Gmail Smart Reply Feature 1


We get around 300 to 400 emails per day. While most of them are simple enough, requiring only a one or two line reply, the sheer volume makes it hard for us to reply to all of them especially when we're on the move. An email that takes a few seconds to craft on our laptop or desktop, takes at least a minute to type and send on our phones. Multiply that by three hundred or four hundred and you can easily see how tiring and time-consuming it can be.

The new Smart Reply feature in the Inbox by Gmail app that is set to be rolled out later this week is here to help. In a nutshell, its a deep neural network that will guess which of your emails require only a short response and then formulate up to three possible responses which you can edit before sending out.


Gmail smart reply feature 2

The above gif from the Official Gmail Blog shows a live example of how Smart Reply would work. The sender began by mentioning his vacation plans before asking the recipient whether her vacation plans are set and whether she could forward them when done. The Smart Reply neural network determines that the question on when the recipients vacation plans can be forwarded needs a response and comes up with three possible replies.

How Does It Work?

The Smart Reply system is based on a pair of recurrent neural networks - one to decode the incoming email and another to formulate an appropriate response. 

Gmail smart reply feature 3
Diagram by Chris Olah via the Google Research Blog


There's tremendous variety in the way we communicate and one of the challenges is in deciphering the meaning of the incoming message, without getting too hard up on the way the sentence is structured. "How are you doing?" and "How's it going?" are really two different ways of asking the same question.

The other challenge of course, is extracting the relevant portions of the incoming email that require a response, without getting distracted by the "noise" of less relevant sentences.

From the diagram above, the encoding network deciphers the incoming email, one word at a time, producing a list of numbers. The decoding network builds on the list of numbers produced by the encoding network, to generate a grammatically correct response.
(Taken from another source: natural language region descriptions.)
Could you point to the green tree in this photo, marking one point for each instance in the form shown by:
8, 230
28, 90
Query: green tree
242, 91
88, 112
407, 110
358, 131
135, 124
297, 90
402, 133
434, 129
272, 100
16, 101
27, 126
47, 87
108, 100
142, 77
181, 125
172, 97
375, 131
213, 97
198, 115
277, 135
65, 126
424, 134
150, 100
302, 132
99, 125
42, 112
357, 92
Over time, the responses you choose (and don't choose), help to improve the quality of response suggestions.

If you're interested in finding out more about how the Smart Reply feature works, do check out the Google Research Blog as well as the Recurrent Neural Networks Wiki for some interesting reading material.

Conclusion

The Smart Reply feature will be rolled out later this week for Inbox for Android and iOS. We're really excited to test it out and see whether it will pass the Turing test. Will your friends and associates be able to tell that it was a computer responding to them instead of you?